At this point of time, I am thinking if studying CS and Architecture together was a wise decision. I remember my instructors and advisers “literary” warning me of doing these two majors at the same time. But I cannot just give up, I really like them. But on the other hand, I have a submission due every Wednesday; does this mean I will be missing Wednesday's lectures because I stayed up all night working? I will have to wait and see; and I might even drop a course or two.


Friday,
- - - -- - - Sept. 19/2008
In today's lecture, we did two examples about induction. One of them was about 4 and 5 cents stamps that are can used to generate any postage greater than 12. I remember a similar example from CSC165 (with 3 and 5 cent stamps), so I used simple induction in my proof. It turned out that using complete induction is more interesting and it can be done in several ways depending on the base case.
Professor Danny encouraged students to use the other approaches they came up with for solving this problem. He explained that we should stick to we thought of first unless the other approach is twice as good as ours. I was happy to hear that because I have always tried to use my own ways in solving problems or expressing opinions.

Week One

Monday,
- - - -- - - Sept. 8/2008

I think that the first impression I had when I entered the class was “oooh… am I in CSC165 again?” Professor Danny, the other CS students, the unique marking scheme, and of course, mathematical induction; it is like nothing has changed. However, the small classroom and Professor Danny's up-to-date stylus helped me realize I am now in a different course.

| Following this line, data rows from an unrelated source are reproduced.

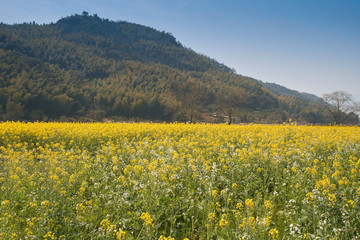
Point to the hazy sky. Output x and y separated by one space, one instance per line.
306 45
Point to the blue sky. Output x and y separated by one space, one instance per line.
306 45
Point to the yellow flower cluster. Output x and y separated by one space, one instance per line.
201 180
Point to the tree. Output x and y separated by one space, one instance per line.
341 106
187 99
230 101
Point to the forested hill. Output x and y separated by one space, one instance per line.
87 68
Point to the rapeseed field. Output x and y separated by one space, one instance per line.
178 181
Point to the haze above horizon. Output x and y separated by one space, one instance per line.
308 46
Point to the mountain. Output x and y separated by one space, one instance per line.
87 68
283 91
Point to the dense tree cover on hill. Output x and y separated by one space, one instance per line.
87 68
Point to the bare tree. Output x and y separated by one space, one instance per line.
341 106
230 101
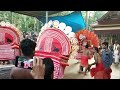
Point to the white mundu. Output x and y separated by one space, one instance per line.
116 56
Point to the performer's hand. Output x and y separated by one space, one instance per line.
89 66
38 70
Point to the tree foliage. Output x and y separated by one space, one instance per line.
23 22
93 16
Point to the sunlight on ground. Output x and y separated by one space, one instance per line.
71 72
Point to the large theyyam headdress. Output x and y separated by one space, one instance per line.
55 38
7 29
59 26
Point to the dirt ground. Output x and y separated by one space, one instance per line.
71 72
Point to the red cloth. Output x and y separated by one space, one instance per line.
84 61
98 72
107 73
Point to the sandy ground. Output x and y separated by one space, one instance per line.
71 72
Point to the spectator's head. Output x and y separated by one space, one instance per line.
116 42
96 49
87 46
105 45
27 47
49 68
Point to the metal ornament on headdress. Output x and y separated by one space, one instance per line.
55 24
62 26
67 30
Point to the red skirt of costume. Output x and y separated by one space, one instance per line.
107 73
100 72
78 56
84 61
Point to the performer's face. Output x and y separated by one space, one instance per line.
103 46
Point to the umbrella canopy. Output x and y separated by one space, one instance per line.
36 13
75 20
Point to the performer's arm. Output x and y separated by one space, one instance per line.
95 58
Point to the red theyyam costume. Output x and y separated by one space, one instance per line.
9 41
53 42
86 37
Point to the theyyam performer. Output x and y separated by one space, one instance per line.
10 37
54 41
87 40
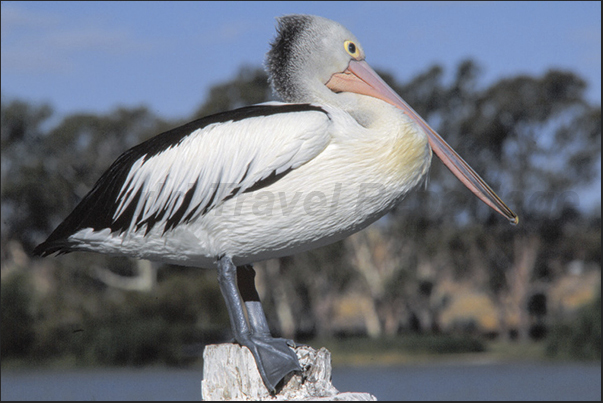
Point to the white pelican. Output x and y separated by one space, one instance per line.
267 180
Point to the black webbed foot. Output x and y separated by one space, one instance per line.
273 356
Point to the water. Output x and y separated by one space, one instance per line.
508 381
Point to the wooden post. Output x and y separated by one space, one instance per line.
230 373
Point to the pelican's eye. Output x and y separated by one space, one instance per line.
352 49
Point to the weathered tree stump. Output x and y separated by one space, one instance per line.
230 373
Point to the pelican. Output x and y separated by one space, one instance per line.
268 180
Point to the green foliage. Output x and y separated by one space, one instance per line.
534 138
579 338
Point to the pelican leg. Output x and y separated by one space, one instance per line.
251 298
273 356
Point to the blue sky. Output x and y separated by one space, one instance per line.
95 56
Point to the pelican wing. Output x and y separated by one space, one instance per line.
188 171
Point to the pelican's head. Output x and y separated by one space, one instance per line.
306 53
314 59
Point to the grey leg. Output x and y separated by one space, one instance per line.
273 356
255 312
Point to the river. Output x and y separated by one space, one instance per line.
491 381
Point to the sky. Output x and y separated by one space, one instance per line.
96 56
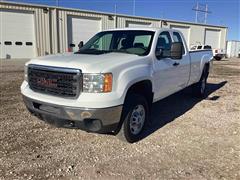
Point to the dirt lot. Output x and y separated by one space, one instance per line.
188 138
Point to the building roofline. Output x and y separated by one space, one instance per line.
108 13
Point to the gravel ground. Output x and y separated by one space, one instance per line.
187 139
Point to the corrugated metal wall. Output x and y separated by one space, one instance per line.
51 26
122 21
42 30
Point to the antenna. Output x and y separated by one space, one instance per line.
201 13
134 7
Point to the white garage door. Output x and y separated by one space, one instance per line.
82 29
137 24
185 30
212 38
17 34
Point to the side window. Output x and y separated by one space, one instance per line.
178 38
142 41
164 44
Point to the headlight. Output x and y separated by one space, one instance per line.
26 73
97 83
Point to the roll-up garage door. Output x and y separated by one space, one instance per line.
185 30
82 29
17 34
212 38
137 24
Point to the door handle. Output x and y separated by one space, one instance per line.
175 64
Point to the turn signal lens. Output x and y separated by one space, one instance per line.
107 86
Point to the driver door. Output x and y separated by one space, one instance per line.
165 77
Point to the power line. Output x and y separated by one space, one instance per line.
201 13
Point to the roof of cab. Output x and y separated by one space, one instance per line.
139 29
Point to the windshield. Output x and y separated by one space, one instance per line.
128 41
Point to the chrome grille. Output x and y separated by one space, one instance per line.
63 82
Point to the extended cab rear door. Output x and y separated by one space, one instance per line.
183 68
170 75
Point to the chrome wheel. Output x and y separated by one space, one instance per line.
137 119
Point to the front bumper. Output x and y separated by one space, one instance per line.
100 120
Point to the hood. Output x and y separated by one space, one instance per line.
87 63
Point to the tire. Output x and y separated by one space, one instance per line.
199 89
134 118
218 58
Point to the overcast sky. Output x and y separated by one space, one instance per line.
223 12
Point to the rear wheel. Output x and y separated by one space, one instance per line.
135 116
199 89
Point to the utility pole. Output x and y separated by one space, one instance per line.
201 13
134 7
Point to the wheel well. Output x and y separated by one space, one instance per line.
143 88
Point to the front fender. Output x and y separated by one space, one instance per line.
132 75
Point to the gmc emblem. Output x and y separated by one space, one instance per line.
47 82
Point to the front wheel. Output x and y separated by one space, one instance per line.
218 58
135 116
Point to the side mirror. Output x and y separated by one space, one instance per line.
176 50
159 53
80 45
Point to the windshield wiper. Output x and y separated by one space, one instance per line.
121 51
91 51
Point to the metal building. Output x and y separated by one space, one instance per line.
29 30
233 49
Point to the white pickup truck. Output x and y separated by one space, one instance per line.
109 85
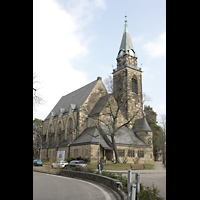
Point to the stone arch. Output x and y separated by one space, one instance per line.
70 129
134 85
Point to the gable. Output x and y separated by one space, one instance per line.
77 98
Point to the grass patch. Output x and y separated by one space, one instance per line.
121 166
44 171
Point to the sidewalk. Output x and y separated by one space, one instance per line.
159 169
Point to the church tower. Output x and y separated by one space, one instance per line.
127 79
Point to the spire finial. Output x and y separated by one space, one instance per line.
126 25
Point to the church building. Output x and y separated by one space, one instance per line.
90 123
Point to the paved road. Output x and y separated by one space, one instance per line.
150 177
51 187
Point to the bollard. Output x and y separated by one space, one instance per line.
137 181
133 191
129 181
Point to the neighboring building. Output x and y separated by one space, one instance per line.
74 123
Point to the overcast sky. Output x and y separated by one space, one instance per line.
75 41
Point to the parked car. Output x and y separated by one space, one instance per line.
75 163
60 164
37 162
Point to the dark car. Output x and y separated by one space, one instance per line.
37 162
75 163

I am a bit concerned about the large number of problem sets, but having partners for assignments is a relief. My biggest source of concern right now is the conflict I have between CSC236 and ARC213 On Friday’s. Soon, I will have to decide which course has a higher attendance priority. Since CSC236 has three lectures versus one lecture for ARC213 each week, I think that I would be missing Fridays' lectures for this term.

Wednesday,
- - - -- - - Sept. 10/2008

In this lecture we talked about the principle of simple induction. Our main example was to prove that every set of n elements has exactly 2^n subsets. I think we did a similar example in CSC165. The proof was clear but I still do not get why does the number of subsets containing the element x [(n+1) th element] equal the number of subsets that do not include x. I should have asked Professor Danny to clear this point. Well, I guess I should be more initiative next time.

Friday,
- - - -- - - Sept. 12/2008

Of course, I could not make it to class today. But the good news is that I have made my sister take ARC213 with me so that she can attend the lectures and take the notes for me!

I checked the pre-and-post lecture slides and I think they pretty much filled me with today's example about simple induction.